MOD-KG is a specialized medical Knowledge Graph (KG) designed to capture the complex, interconnected relationships between human organs. It documents how a diagnosis or dysfunction in one organ can influence or cause conditions in others—a phenomenon critical for understanding systemic diseases and multi-organ failure.
The dataset contains over 21,200 knowledge triples, focusing on primary organ systems including the heart, lungs, kidneys, liver, pancreas, and brain, which are central to modern multimodal imaging and clinical research.
- Scale: 21,200+ unique medical triples (Subject-Relation-Object).
- Evidence-Based: Derived from a hybrid of:
- Medical Textbooks (13%): Providing foundational physiological relationships.
- Research Papers: Highly-cited clinical studies (average of 444 citations per paper).
- Methodology: Built using Large Language Models (LLMs) for high-throughput extraction, benchmarked against a 1,000-sample manual baseline to ensure clinical reliability.
- Interconnectivity: Captures "cascading effects" (e.g., how Liver Cirrhosis leads to Diastolic Dysfunction in the Heart).
The dataset is organized into the following components:
The primary dataset containing cleaned and unified triples ready for graph analysis or model training.
- Fields:
organ1,diagnosis1,relation,organ2,diagnosis2,direction_unified.

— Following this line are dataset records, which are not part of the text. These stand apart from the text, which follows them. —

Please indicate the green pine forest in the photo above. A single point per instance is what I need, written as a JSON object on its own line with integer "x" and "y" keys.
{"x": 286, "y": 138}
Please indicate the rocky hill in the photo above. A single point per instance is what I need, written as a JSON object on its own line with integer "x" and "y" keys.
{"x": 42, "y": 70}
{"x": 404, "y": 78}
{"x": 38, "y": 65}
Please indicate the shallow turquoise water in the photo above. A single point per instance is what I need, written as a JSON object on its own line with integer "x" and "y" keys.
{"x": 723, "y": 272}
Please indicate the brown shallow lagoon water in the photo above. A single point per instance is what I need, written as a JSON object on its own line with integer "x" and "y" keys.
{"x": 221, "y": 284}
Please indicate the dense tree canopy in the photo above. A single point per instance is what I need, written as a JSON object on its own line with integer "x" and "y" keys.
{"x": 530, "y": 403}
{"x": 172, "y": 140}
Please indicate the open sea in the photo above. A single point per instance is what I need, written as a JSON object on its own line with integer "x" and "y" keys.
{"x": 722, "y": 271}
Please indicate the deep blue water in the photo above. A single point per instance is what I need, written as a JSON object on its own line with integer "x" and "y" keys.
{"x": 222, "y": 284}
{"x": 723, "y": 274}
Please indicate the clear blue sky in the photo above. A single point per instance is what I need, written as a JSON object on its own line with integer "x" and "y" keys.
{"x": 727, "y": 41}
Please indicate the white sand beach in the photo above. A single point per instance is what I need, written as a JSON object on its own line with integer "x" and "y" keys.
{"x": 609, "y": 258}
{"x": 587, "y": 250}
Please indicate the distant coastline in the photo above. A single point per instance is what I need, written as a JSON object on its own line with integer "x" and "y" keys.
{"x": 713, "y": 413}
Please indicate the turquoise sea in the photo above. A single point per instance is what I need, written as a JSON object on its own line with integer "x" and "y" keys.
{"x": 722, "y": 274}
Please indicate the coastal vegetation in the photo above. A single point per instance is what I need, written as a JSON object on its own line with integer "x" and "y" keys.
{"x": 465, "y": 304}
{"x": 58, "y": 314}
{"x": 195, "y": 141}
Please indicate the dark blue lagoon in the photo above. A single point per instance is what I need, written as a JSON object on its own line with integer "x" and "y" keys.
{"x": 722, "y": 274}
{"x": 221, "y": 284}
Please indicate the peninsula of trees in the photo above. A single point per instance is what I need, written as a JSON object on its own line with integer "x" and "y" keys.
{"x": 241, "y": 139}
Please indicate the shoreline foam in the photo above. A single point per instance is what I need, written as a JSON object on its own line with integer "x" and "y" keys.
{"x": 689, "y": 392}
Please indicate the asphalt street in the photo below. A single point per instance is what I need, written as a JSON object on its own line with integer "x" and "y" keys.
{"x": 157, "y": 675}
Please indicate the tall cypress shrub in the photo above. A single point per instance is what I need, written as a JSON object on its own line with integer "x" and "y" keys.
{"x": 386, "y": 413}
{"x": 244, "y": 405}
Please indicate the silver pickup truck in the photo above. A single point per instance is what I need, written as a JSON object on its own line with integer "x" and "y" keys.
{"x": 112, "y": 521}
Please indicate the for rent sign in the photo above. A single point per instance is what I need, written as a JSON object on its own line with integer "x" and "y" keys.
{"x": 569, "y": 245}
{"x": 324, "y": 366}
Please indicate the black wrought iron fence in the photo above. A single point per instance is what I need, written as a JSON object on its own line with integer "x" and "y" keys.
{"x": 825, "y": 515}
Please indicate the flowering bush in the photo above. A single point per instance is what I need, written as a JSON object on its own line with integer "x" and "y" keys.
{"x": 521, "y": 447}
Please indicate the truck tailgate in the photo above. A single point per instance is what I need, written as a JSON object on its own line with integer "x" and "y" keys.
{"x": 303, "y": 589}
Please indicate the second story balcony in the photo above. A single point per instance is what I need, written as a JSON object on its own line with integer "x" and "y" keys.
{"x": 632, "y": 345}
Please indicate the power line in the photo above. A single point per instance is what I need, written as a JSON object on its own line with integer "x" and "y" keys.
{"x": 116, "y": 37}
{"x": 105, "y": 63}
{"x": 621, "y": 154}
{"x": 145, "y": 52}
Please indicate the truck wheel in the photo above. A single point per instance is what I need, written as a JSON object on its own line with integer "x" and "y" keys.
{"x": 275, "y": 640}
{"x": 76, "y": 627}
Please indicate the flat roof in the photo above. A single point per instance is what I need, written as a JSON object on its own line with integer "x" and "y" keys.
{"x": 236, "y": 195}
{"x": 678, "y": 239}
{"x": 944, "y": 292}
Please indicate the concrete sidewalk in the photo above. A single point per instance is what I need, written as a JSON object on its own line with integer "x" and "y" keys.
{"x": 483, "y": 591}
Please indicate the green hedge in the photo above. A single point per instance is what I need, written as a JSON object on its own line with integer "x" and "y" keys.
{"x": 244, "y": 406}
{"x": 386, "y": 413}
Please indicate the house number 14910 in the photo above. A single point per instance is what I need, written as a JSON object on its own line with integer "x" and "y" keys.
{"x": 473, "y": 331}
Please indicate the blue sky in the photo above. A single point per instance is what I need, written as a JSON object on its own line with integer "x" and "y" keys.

The raw output from the LLM extraction phase, including proof_ids that link claims back to source text.
Detailed metadata for the research papers used, including DOI/Links, citation counts, and journal names.
A reference file mapping specific diagnoses to their respective organ systems.

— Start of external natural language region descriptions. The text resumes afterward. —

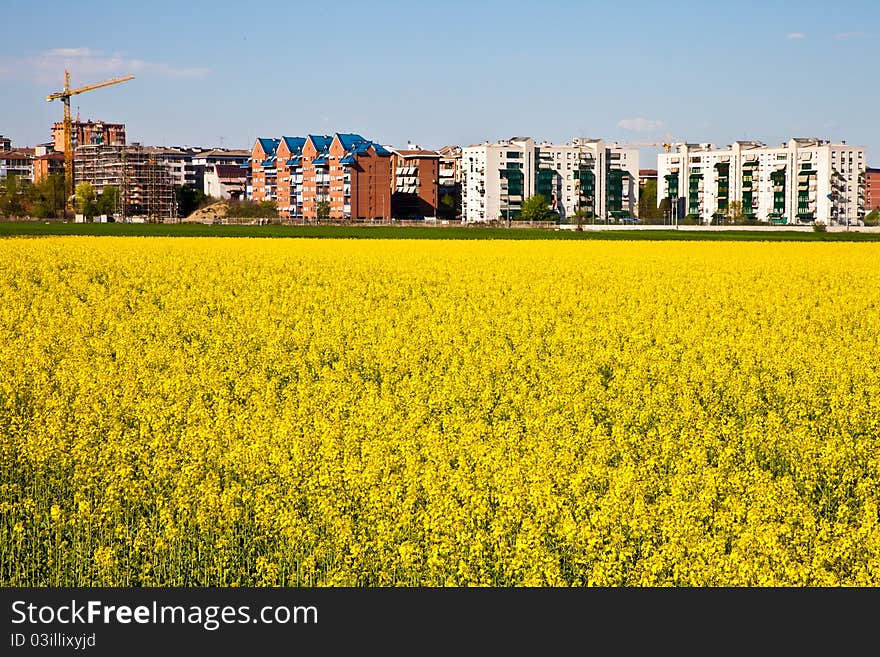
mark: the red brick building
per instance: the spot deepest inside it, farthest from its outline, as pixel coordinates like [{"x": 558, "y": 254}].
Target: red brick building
[
  {"x": 89, "y": 133},
  {"x": 350, "y": 173},
  {"x": 872, "y": 189},
  {"x": 415, "y": 183},
  {"x": 47, "y": 164},
  {"x": 263, "y": 170}
]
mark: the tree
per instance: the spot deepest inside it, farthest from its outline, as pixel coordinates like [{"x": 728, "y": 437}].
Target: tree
[
  {"x": 447, "y": 207},
  {"x": 108, "y": 201},
  {"x": 252, "y": 209},
  {"x": 323, "y": 211},
  {"x": 580, "y": 217},
  {"x": 665, "y": 209},
  {"x": 536, "y": 208},
  {"x": 734, "y": 214},
  {"x": 649, "y": 213},
  {"x": 85, "y": 200},
  {"x": 189, "y": 199}
]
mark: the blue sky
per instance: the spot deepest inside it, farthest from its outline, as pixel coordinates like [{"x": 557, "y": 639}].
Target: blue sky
[{"x": 224, "y": 73}]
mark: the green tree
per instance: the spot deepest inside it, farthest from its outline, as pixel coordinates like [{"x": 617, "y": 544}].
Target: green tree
[
  {"x": 85, "y": 200},
  {"x": 189, "y": 199},
  {"x": 649, "y": 213},
  {"x": 665, "y": 209},
  {"x": 536, "y": 208},
  {"x": 108, "y": 201},
  {"x": 323, "y": 211},
  {"x": 733, "y": 214},
  {"x": 447, "y": 207},
  {"x": 580, "y": 218},
  {"x": 252, "y": 210}
]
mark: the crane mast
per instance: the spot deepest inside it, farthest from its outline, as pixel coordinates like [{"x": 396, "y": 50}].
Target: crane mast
[{"x": 64, "y": 96}]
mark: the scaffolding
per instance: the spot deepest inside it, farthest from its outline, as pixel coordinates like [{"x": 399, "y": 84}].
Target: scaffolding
[{"x": 145, "y": 186}]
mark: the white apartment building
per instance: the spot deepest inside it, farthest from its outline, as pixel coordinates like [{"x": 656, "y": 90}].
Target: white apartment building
[
  {"x": 801, "y": 181},
  {"x": 585, "y": 174}
]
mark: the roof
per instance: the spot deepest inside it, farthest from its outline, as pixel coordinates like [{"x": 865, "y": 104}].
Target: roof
[
  {"x": 294, "y": 144},
  {"x": 350, "y": 139},
  {"x": 18, "y": 153},
  {"x": 417, "y": 152},
  {"x": 268, "y": 144},
  {"x": 228, "y": 171},
  {"x": 321, "y": 142}
]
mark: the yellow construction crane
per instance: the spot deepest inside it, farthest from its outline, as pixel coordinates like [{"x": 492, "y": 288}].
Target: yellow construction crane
[
  {"x": 64, "y": 97},
  {"x": 666, "y": 144}
]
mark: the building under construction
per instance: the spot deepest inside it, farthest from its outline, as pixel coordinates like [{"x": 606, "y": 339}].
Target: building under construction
[{"x": 146, "y": 192}]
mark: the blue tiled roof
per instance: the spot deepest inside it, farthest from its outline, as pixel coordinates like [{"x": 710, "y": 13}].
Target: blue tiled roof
[
  {"x": 321, "y": 142},
  {"x": 295, "y": 144},
  {"x": 349, "y": 139},
  {"x": 269, "y": 144}
]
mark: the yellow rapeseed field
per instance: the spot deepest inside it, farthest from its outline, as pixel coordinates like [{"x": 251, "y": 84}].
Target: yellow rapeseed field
[{"x": 396, "y": 413}]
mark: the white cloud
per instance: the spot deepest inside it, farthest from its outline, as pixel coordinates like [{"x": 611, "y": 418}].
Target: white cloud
[
  {"x": 85, "y": 64},
  {"x": 640, "y": 124}
]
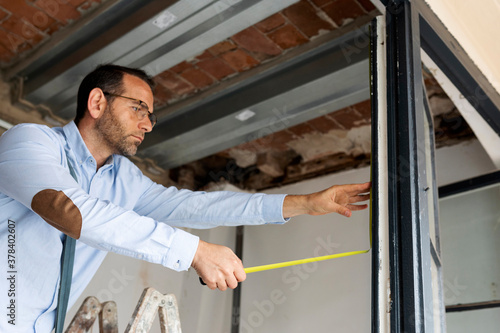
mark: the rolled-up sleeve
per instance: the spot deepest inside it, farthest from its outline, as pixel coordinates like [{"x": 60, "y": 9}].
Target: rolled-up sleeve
[{"x": 33, "y": 166}]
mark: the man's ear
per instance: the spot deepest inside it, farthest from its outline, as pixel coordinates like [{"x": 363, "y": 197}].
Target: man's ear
[{"x": 96, "y": 104}]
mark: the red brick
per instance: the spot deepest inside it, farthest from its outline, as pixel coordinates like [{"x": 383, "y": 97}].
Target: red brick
[
  {"x": 341, "y": 10},
  {"x": 367, "y": 5},
  {"x": 271, "y": 23},
  {"x": 323, "y": 124},
  {"x": 256, "y": 43},
  {"x": 175, "y": 83},
  {"x": 304, "y": 16},
  {"x": 216, "y": 67},
  {"x": 287, "y": 37},
  {"x": 347, "y": 118},
  {"x": 58, "y": 10},
  {"x": 23, "y": 29},
  {"x": 239, "y": 60},
  {"x": 162, "y": 95},
  {"x": 302, "y": 129},
  {"x": 197, "y": 78},
  {"x": 364, "y": 109},
  {"x": 27, "y": 12},
  {"x": 43, "y": 21},
  {"x": 179, "y": 68},
  {"x": 205, "y": 55},
  {"x": 222, "y": 47},
  {"x": 5, "y": 54},
  {"x": 54, "y": 28},
  {"x": 3, "y": 14},
  {"x": 321, "y": 3}
]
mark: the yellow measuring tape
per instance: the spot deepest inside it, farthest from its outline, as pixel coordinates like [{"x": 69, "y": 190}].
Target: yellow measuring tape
[{"x": 314, "y": 259}]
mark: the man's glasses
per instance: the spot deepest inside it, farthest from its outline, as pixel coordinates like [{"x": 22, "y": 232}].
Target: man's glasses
[{"x": 141, "y": 109}]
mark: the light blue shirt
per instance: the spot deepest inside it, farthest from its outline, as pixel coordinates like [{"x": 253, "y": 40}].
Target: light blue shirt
[{"x": 121, "y": 210}]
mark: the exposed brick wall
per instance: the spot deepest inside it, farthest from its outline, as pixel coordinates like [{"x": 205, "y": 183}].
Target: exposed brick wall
[
  {"x": 25, "y": 24},
  {"x": 266, "y": 40}
]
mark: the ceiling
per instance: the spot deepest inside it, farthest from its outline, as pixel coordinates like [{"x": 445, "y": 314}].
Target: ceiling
[{"x": 256, "y": 93}]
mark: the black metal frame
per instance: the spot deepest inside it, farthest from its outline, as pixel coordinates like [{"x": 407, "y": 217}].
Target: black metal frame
[{"x": 410, "y": 27}]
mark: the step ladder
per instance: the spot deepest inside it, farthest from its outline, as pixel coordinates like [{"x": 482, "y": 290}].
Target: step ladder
[{"x": 151, "y": 301}]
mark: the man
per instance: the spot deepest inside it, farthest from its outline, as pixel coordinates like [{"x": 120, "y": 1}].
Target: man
[{"x": 112, "y": 206}]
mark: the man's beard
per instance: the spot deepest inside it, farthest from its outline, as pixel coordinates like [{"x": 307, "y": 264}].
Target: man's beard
[{"x": 114, "y": 135}]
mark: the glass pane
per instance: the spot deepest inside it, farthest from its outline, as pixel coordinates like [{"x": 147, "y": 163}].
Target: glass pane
[
  {"x": 470, "y": 246},
  {"x": 437, "y": 300},
  {"x": 478, "y": 321}
]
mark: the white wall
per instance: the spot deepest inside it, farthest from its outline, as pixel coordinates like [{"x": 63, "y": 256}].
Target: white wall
[
  {"x": 475, "y": 25},
  {"x": 326, "y": 296},
  {"x": 331, "y": 295}
]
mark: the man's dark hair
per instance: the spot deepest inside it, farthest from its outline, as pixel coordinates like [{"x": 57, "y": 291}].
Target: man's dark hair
[{"x": 108, "y": 78}]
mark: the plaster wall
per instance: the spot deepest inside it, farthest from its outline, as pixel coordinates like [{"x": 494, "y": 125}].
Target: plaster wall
[{"x": 326, "y": 296}]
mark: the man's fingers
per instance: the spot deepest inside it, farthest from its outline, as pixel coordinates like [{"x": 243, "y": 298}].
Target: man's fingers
[
  {"x": 357, "y": 207},
  {"x": 359, "y": 198},
  {"x": 359, "y": 188}
]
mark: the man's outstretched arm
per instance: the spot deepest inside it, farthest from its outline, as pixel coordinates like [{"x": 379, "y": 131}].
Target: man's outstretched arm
[{"x": 220, "y": 268}]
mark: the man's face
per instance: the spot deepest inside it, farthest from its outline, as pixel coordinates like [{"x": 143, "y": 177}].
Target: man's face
[{"x": 119, "y": 127}]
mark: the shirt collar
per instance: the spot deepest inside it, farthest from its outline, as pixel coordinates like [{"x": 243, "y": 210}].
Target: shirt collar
[{"x": 76, "y": 143}]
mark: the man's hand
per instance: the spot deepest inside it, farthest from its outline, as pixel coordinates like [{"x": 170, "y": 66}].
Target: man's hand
[
  {"x": 339, "y": 199},
  {"x": 218, "y": 266}
]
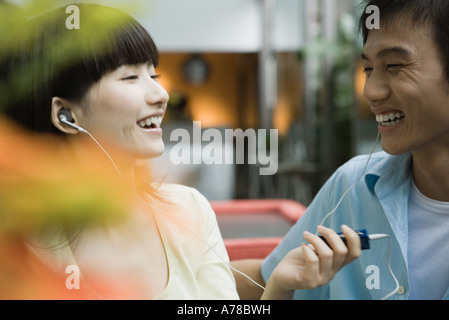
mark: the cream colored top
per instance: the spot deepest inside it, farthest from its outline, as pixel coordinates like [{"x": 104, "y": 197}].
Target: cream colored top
[{"x": 196, "y": 256}]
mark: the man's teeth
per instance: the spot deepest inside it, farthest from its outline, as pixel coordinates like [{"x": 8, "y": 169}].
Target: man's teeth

A manually curated set of triples used to validate the accuracy of the LLM-generated graph.
This dataset is intended for:
- Bio-medical Informatics: Studying disease propagation across organ systems.
- AI/Machine Learning: Training and fine-tuning Medical LLMs or Graph Neural Networks (GNNs).

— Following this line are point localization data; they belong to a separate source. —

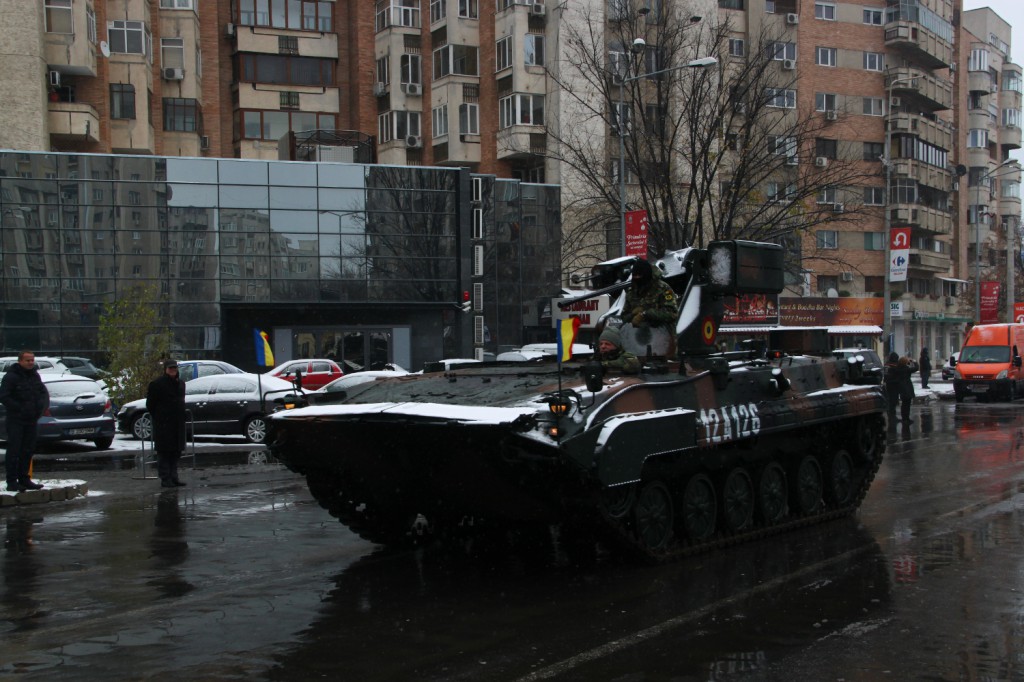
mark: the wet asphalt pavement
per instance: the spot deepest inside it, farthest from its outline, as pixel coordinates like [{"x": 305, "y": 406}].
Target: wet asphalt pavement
[{"x": 242, "y": 576}]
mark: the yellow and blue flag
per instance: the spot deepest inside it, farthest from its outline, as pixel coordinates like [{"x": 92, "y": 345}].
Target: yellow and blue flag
[
  {"x": 566, "y": 337},
  {"x": 264, "y": 355}
]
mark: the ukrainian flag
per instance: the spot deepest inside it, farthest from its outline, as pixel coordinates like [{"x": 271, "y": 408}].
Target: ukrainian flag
[
  {"x": 567, "y": 329},
  {"x": 264, "y": 356}
]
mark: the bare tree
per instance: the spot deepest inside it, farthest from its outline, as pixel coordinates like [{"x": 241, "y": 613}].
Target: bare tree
[{"x": 733, "y": 152}]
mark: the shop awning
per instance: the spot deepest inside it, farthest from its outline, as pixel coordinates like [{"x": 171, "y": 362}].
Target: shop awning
[{"x": 839, "y": 329}]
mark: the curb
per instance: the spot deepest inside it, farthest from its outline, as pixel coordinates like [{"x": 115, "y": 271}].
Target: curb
[{"x": 55, "y": 491}]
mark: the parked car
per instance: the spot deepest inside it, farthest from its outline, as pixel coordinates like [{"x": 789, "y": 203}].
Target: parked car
[
  {"x": 188, "y": 370},
  {"x": 340, "y": 389},
  {"x": 873, "y": 367},
  {"x": 43, "y": 364},
  {"x": 315, "y": 373},
  {"x": 949, "y": 367},
  {"x": 79, "y": 411},
  {"x": 221, "y": 405},
  {"x": 83, "y": 367}
]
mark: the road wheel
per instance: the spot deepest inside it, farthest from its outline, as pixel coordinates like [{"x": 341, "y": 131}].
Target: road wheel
[
  {"x": 737, "y": 500},
  {"x": 772, "y": 494},
  {"x": 699, "y": 508},
  {"x": 141, "y": 427},
  {"x": 840, "y": 489},
  {"x": 806, "y": 485},
  {"x": 652, "y": 516},
  {"x": 255, "y": 429}
]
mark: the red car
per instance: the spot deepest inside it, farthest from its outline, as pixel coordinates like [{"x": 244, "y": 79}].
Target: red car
[{"x": 315, "y": 373}]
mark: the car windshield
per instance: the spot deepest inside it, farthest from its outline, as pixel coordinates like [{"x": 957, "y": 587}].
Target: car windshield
[
  {"x": 72, "y": 388},
  {"x": 985, "y": 354}
]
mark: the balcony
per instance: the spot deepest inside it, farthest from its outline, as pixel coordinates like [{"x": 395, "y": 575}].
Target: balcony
[
  {"x": 936, "y": 92},
  {"x": 73, "y": 121},
  {"x": 922, "y": 217},
  {"x": 933, "y": 131},
  {"x": 521, "y": 141}
]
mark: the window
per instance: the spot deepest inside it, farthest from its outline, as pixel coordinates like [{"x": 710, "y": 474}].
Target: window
[
  {"x": 978, "y": 59},
  {"x": 520, "y": 110},
  {"x": 437, "y": 10},
  {"x": 410, "y": 70},
  {"x": 286, "y": 70},
  {"x": 456, "y": 60},
  {"x": 172, "y": 52},
  {"x": 534, "y": 50},
  {"x": 397, "y": 125},
  {"x": 469, "y": 119},
  {"x": 503, "y": 56},
  {"x": 824, "y": 10},
  {"x": 122, "y": 100},
  {"x": 56, "y": 14},
  {"x": 779, "y": 50},
  {"x": 781, "y": 98},
  {"x": 438, "y": 121},
  {"x": 872, "y": 107},
  {"x": 129, "y": 38},
  {"x": 294, "y": 14},
  {"x": 825, "y": 147},
  {"x": 873, "y": 151},
  {"x": 826, "y": 239},
  {"x": 873, "y": 61},
  {"x": 875, "y": 196},
  {"x": 272, "y": 125}
]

- Clinical Decision Support: Predicting secondary complications based on primary organ diagnoses.
If you use this dataset or paper in your research, please cite:
Anas Anwarul Haq Khan and Pushpak Bhattacharyya. MOD-KG: MultiOrgan Diagnosis Knowledge Graph. In Proceedings of the 2nd Workshop on NLP and AI for Health (NLP-AI4Health) at AACL-IJCNLP 2025.